Ohne obige Stelle zu kennen, vermutete der scharfsinnige Beierlein sicher richtig, daß der Wolf unter der Staude seinen Ursprung in dem Münzbilde der Oettinger Pfennige (Mitte des 13. bis Ende des 15. Jahrhunderts) finde; sie zeigen nämlich einen schreitenden Bracken unter einer Staude, die oft auch in drei einzelne gestielte Blumen aufgelöst ist.
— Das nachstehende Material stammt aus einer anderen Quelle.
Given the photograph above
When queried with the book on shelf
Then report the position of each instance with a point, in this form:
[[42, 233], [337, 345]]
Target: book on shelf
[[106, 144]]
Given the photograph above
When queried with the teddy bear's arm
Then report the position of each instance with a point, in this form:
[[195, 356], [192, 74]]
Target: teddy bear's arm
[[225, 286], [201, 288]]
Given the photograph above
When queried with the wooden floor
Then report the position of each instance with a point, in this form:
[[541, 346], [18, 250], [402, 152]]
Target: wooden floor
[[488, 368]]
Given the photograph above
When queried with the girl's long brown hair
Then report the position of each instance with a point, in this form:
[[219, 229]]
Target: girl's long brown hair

Ebenso berichtigt Beierlein die Angabe von J. M. Schmid in “Mitteilungen zur Geschichte der Stadt Neuötting, daß das Marienbild im Tore der Kapelle erst seit der Mitte des 17. Jahrhunderts vorkomme, zwar nicht durch die viel älteren Siegel, wohl aber durch eine 1570 geschlagene Medaille Herzog Albrechts V.
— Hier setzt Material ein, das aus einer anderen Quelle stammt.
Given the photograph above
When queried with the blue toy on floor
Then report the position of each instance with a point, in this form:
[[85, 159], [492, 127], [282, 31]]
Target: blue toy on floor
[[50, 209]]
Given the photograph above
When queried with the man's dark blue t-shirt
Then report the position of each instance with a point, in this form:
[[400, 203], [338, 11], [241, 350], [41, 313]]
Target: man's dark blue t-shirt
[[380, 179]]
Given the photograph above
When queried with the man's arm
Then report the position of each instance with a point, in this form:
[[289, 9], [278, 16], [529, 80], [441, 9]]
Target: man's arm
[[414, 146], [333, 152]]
Noch ist zu erwähnen, daß Neuötting zur Belohnung seiner Bürgertugenden und der von der Nationalgarde III. Klasse im Kriege bezeigten Tapferkeit unterm 22. Hornung 1809 ein neues Wappen verliehen erhielt, nämlich im Bayerischen Weckenschilde eine goldene Königskrone. Lipowsky hat die Verleihungsurkunde im Bürger-Militär-Almanach für 1810, Seite 168 abgedruckt und das Siegel des Bürgermilitärs mit diesem Wappen im Nazional-Garde-Almanach 1811 zu Seite 161 abgebildet. Entgegen andern derartigen Diplomen ist hierbei nicht ausdrücklich gesagt, daß sich auch die Stadt des neuen Wappens zu bedienen habe. Auch ist mir kein derartiges Siegel zu Gesicht gekommen.